Health

Poet shares experience with bullying, racial discrimination – Spectrum News

When Zelda Black starts writing, she can be 100% herself. Her passion for poetry blossomed as a teenager.

“Poetry allows me to say what sometimes I feel like I can’t say in person,” says Black, author of the book “Butterfly Words.”


What You Need To Know

  • Zelda Black wrote her book, “Butterfly Words,” as a collection of original poetry to inspire others
  • As a gay woman of color, Black struggled with accepting her identity growing up and was bullied in school
  • According to a Trevor Project survey, 40% of American LGBTQIA+ youth have seriously considered taking their own lives

Black recently published her first book, a collection of original poems.

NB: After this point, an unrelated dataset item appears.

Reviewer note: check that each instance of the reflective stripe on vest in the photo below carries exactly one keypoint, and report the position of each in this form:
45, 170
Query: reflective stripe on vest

“I am a gay woman of color, and in this area, there was a lot of bullying, a lot of racial discrimination, a lot of harassment I went through,” Black said.

A survey done last year by the Trevor Project says that 40% of LGBTQIA+ youth in this country have seriously considered taking their own lives.

“The main reason I wrote this book was to put emphasis on the importance of mental health, because especially when I was growing up, there wasn’t a lot of care about mental health,” Black said.

Some of Black’s poems go back as far as 2014, and others are as recent as this year. She wants to help people realize that they should celebrate differences, even if others don’t.

“I would hope that anybody reading this, no matter what their age, [knows] that they’re not alone and there are people who care about them in this world,” Black said.

Starting at the hardest years of her life, the reader is taken on Black’s journey to self-discovery and acceptance.

Black says she has sold around 50 copies since the book was published last month. It can be found on Amazon or at the Little Book House in Stuyvesant Plaza in Albany.